А.Б.: Отменили. Значит, прошло дело. Это кстати хороший проект, который я придумал – историю концов света. Была бы грамотная книжка. Потому что «гром не грянет, мужик не перекрестится». А гром грянул, вообще-то говоря, или какой-то там первый ангел вострубил. Все это достаточно хорошо расписано. Иначе я не могу оправдать. Потому что я видел уже очень много наркоманов, зависших в этой паутине. Я потерял весьма близкую подругу. На моих глазах она ушла в тот мир и не вернулась. Ну заторчала, как наркоман на ложной связи. По телевидению дают какую-то постоянную информацию об этом и присказку: «Не запутайтесь в паутине». Прощание такое по интернетным новостям. Не потеряйтесь в паутине. Предупреждение возможное. Я вижу как мой сын торчит, отменяя все книжки ради компьютерных игр. Им надо научиться, как на этом играть, как надо учиться играть на скрипке, на рояле и т.д. Я уже навсегда с отрубленными пальцами. Это уже не мое. Но это не значит, что это плохо.

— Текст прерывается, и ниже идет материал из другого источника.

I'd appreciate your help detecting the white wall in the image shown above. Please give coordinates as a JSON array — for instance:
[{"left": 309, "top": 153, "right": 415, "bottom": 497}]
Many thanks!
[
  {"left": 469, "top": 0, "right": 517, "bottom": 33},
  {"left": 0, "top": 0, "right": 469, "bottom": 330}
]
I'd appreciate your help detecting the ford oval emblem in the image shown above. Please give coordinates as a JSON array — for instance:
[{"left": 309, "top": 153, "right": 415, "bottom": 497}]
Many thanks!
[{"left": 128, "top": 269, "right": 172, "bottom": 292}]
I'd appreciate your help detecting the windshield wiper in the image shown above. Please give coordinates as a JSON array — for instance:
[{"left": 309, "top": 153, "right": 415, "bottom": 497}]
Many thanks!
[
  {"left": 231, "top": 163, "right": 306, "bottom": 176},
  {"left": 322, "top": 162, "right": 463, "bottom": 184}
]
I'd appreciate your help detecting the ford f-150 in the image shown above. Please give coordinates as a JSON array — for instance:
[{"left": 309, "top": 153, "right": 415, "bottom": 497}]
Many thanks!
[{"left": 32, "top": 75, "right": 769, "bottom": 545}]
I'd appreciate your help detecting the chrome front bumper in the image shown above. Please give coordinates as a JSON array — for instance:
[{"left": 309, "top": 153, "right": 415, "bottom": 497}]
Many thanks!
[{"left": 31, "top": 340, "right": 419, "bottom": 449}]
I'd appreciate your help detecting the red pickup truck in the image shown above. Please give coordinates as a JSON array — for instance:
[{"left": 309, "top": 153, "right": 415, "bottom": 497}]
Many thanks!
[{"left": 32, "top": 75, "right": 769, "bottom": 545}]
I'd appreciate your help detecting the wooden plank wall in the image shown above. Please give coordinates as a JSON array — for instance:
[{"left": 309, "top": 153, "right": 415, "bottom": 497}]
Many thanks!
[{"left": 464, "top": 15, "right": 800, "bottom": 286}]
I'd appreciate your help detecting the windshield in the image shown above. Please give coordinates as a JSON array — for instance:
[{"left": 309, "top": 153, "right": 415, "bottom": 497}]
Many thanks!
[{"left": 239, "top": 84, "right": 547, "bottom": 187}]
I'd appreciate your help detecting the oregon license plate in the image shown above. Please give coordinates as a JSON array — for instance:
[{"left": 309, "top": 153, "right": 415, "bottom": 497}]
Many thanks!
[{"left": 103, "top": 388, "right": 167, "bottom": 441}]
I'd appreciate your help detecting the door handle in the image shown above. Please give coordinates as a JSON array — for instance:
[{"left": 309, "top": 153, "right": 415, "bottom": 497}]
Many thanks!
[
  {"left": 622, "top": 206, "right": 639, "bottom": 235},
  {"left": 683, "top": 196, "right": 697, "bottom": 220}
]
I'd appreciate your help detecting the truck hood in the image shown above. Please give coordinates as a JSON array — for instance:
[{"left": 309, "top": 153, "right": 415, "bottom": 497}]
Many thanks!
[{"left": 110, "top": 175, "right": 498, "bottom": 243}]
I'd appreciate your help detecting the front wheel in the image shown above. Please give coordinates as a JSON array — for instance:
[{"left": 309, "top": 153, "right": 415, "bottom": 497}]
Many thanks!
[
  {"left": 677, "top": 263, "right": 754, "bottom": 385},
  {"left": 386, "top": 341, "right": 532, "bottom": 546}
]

И я иногда думаю, что моя тупость это вражда. Я придумал, что она сродни ревности старой красавицы к молодым пэтэушницам. Потому что ничего примитивнее, чем управлять компьютером, нет. Она знает, как она блистала, ей кажется нелепым, что у этой только голые коленки, а она более желанна. Может быть, я так оправдываю свою лень. Но компьютер объяснил мне меня, и этого уже достаточно. Дальше я уже ленюсь и начинаю использовать других, чтобы пользоваться, конечно, всеми компьютерными возможностями.
Теперь для чего весь этот мой рассказ? Я продолжаю ту же линию. Чтобы освободить человека от того, чем его мозг не обязан заниматься, помочь ему. Так же как в свое время возникали изобретения, отменявшие всякую косность в искусстве для того, чтобы возвратиться к его природе.
Мозг наш для более высоких задач! Он, например, обладает интуицией, которой эта машина по-прежнему не обладает. Может быть, придумают какие-то варианты интуиции. Но наш мозг все равно не машина. Значит надо понять – в чем же наш мозг не машина. Это очень важный момент.
Может быть, наш мозг – космос, может быть это – душа, может быть он – Бог, может быть он – молитва. Тут может быть бездна взглядов. Но наш мозг и с появлением компьютеров остался мозгом.
Это так же важно, как то, что художник, после изобретения фотоаппарата, остался художником.
Илья Шенкер: Не могу не добавить, насколько это верно. Когда появилась фотография, огромное количество плохих и посредственных художников испугалось. А Рембрандт –– нет. Он остался художником. Фотография не помешала ему.
А.Б.: Так же, как роман после изобретения кино остался романом. Так что изобретение освобождает, а не закрепощает человека. Это идеальный взгляд на вещи. А закрепощение происходит у тех, кто хочет, чтобы все так и осталось: я достигну совершенства в том, что мне дано, да? Это, значит, будем технологизироваться, ну, абсолютизироваться и потом выродимся, неизбежно. А прогресс тем временем будет идти. Значит, если мы не поймем, от чего нас освободил компьютер, для каких задач, то тогда и незачем было его изобретать.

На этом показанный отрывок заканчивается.